I then visited Professional Aircraft Services (PAS) and the manager, Larry Hallock. I described the loss of my electrical charging system. He informed me the voltage regulator was not defective, recommending we overnight a 100-amp alternator/clutch assembly from Dallas. This engine was a zero-timed Continental IO-550 with a direct drive alternator, which had not been removed or worked on since its installation at the factory.

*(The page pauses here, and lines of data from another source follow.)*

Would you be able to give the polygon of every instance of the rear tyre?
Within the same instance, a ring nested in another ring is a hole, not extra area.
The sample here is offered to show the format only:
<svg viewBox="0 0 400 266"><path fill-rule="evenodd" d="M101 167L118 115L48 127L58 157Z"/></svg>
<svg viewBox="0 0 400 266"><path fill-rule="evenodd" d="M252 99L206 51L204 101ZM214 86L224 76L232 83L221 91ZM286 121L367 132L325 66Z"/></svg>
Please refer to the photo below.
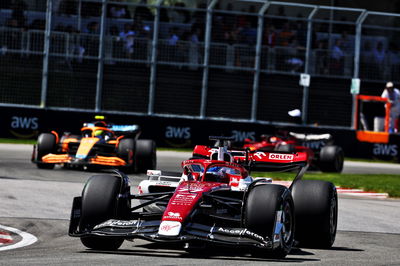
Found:
<svg viewBox="0 0 400 266"><path fill-rule="evenodd" d="M280 185L258 185L250 192L245 203L244 225L250 231L269 239L274 238L275 226L281 220L279 232L281 244L272 251L261 251L257 255L284 258L294 242L294 205L290 191ZM262 253L261 253L262 252Z"/></svg>
<svg viewBox="0 0 400 266"><path fill-rule="evenodd" d="M117 148L117 155L123 159L129 166L122 167L121 170L130 174L137 172L137 164L135 158L135 140L134 139L121 139Z"/></svg>
<svg viewBox="0 0 400 266"><path fill-rule="evenodd" d="M292 195L300 246L332 247L338 218L335 186L326 181L299 180L293 185Z"/></svg>
<svg viewBox="0 0 400 266"><path fill-rule="evenodd" d="M121 178L112 175L95 175L89 178L82 192L80 231L92 230L94 226L113 218L126 216L128 200L118 198ZM116 250L124 239L100 236L82 237L85 247L98 250Z"/></svg>
<svg viewBox="0 0 400 266"><path fill-rule="evenodd" d="M54 136L51 133L42 133L39 135L38 140L37 140L37 156L36 160L38 161L36 163L37 167L40 169L53 169L54 165L53 163L42 163L42 157L49 154L53 153L56 150L56 136Z"/></svg>
<svg viewBox="0 0 400 266"><path fill-rule="evenodd" d="M148 169L156 169L157 152L156 143L149 139L139 139L136 141L136 160L138 171L145 173Z"/></svg>
<svg viewBox="0 0 400 266"><path fill-rule="evenodd" d="M343 163L344 153L341 147L334 145L322 147L319 153L319 168L322 172L341 173Z"/></svg>

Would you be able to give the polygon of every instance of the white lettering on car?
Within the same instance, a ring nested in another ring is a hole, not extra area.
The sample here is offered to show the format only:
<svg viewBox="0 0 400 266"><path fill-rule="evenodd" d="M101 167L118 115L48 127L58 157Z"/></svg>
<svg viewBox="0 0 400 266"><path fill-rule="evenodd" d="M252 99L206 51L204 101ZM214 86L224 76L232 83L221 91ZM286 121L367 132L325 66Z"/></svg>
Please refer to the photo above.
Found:
<svg viewBox="0 0 400 266"><path fill-rule="evenodd" d="M281 154L281 153L270 153L268 159L270 160L280 160L280 161L288 161L293 160L293 154Z"/></svg>

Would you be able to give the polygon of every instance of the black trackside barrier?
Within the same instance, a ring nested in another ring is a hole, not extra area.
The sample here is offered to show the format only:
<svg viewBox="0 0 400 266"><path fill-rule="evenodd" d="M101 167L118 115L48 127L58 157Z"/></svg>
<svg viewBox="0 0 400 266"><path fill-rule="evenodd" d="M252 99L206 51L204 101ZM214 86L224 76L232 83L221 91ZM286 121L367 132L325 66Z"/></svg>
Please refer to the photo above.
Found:
<svg viewBox="0 0 400 266"><path fill-rule="evenodd" d="M80 134L84 122L94 121L98 113L83 111L61 111L40 108L0 107L0 137L36 139L42 132L52 130L61 134ZM391 134L388 143L359 142L351 129L329 129L317 126L274 126L260 123L219 121L209 119L168 118L160 116L101 113L106 121L114 124L138 124L142 128L142 139L154 139L157 147L192 148L194 145L209 145L209 136L232 137L235 143L245 139L259 140L261 134L273 135L277 130L299 133L333 135L336 145L343 148L346 157L379 158L398 160L400 135ZM307 143L313 149L323 145L322 141Z"/></svg>

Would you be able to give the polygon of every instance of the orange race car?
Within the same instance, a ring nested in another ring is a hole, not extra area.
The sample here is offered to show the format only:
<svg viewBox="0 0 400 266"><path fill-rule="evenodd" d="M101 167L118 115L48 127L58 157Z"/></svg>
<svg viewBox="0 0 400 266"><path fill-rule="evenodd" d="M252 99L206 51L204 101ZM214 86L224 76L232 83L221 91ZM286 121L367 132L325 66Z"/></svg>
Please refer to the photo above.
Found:
<svg viewBox="0 0 400 266"><path fill-rule="evenodd" d="M33 148L32 162L38 168L111 167L125 172L145 172L156 168L153 140L138 139L137 125L108 125L104 121L84 123L81 135L42 133Z"/></svg>

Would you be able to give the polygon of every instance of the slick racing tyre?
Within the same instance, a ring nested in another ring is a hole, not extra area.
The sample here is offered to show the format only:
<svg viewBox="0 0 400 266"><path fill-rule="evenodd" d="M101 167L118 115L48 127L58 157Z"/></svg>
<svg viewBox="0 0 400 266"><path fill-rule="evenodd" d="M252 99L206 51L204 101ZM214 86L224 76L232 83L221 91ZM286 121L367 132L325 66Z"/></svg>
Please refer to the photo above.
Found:
<svg viewBox="0 0 400 266"><path fill-rule="evenodd" d="M54 136L51 133L42 133L39 135L38 140L37 140L37 155L36 155L36 160L38 161L36 163L37 167L40 169L53 169L54 164L53 163L42 163L42 157L55 152L56 149L56 136Z"/></svg>
<svg viewBox="0 0 400 266"><path fill-rule="evenodd" d="M156 143L149 139L139 139L136 141L136 160L138 171L146 173L149 169L156 169L157 154Z"/></svg>
<svg viewBox="0 0 400 266"><path fill-rule="evenodd" d="M125 212L130 204L125 198L118 198L121 187L121 178L118 176L95 175L89 178L82 192L80 231L92 230L106 220L127 215ZM91 249L116 250L124 239L88 236L81 237L81 242Z"/></svg>
<svg viewBox="0 0 400 266"><path fill-rule="evenodd" d="M334 145L322 147L319 153L319 168L322 172L341 173L344 154L342 148Z"/></svg>
<svg viewBox="0 0 400 266"><path fill-rule="evenodd" d="M330 248L335 242L338 219L335 186L320 180L298 180L292 195L300 246Z"/></svg>
<svg viewBox="0 0 400 266"><path fill-rule="evenodd" d="M129 164L127 167L121 168L127 174L135 173L137 169L137 160L135 158L135 140L134 139L121 139L117 148L117 155Z"/></svg>
<svg viewBox="0 0 400 266"><path fill-rule="evenodd" d="M258 250L256 255L284 258L294 243L294 205L290 191L281 185L256 185L245 202L245 227L263 237L276 239L274 229L281 223L278 233L281 244L271 250ZM280 222L279 222L280 220Z"/></svg>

The next day, the new alternator/clutch assembly arrived, but in the interim, the PAS maintenance shop had removed the direct drive alternator assembly from my engine and found disturbing evidence of a major hardware failure. I visited the shop and witnessed that the clutch shaft and lock nut in my alternator clutch assembly were loose and wobbly. There was no cotter pin in that shaft/nut assembly as there should have been, and there was visible evidence of metal pieces distributed throughout the engine. In addition, the four 5/16-inch bolts on the crankshaft face gear—which meshes with the smaller alternator clutch gear—were loose, allowing the face gear to “chatter” with the alternator clutch gear.

The cotter pin was conspicuous by its absence—and later found in the crankcase. It appeared to have not been “spread” after being inserted into the castle nut. The shop drained the engine oil, filtering it through a metal screen mesh as recommended by a recent FAA bulletin. Visible pieces of orange elastomer/rubber sealant were present—and when these pieces in the screen were touched with a magnet, multiple bits of ferromagnetic metal were observed. Some orange polymer as well as some small metal pieces were also inside the alternator housing casing, below the large gear on the crank case shaft. The oil filter also showed visible metal particles.

The telltale signs of a major engine problem drove the conclusion that a major engine teardown and repair was needed. Fortunately, KFNL hosts The “New” Firewall Forward engine overhaul shop. Jerry Doyle, general manager, and I agreed to move forward by removing the engine from the airplane and beginning the teardown, inspection, and repair.

An important question was whether the cost would be covered by either Continental, the engine manufacturer, or Avemco, my insurance provider. As noted above, this “new engine” was now 4 years old and had 430 hours on it. Continental informed me that my engine was past the 18-month rebuilt gasoline engine warranty.

I felt that my personal witness of the engine damage during the initial electrical system diagnosis provided substantial evidence for an assembly error when the alternator was installed at the Continental factory. In addition, my photos, which show the missing cotter pin in the direct drive alternator castle nut and related engine damage provided substantial evidence that someone at Continental had failed to follow standard operating procedures in the assembly of the alternator and had made the simple yet damaging error of not spreading the cotter pin after inserting it into the alternator clutch drive castle nut. In providing evidence, I referenced Special Airworthiness Information Bulletin NE-18-16 from June 2018, which described a fatal accident involving a Bonanza equipped with the same IO-550 engine. In the end, Continental compensated me for engine removal, parts, labor, and reinstallation of the engine. As a “Plan B,” I had also approached Avemco with a similar request, and my agent said they would help if needed.

The supply chain shortage problem made the engine rebuild period frustratingly long, and the shops were very busy. Plus, the 210 went out of annual inspection. There were no significant findings when PAS performed the inspection, fortunately. A year later, after my test flight, all looked good—and I flew home the next day.

Jack HenionContributor
Jack Henion is an instrument-rated private pilot, founder of Advion Inc., and a professor emeritus at Cornell University in New York.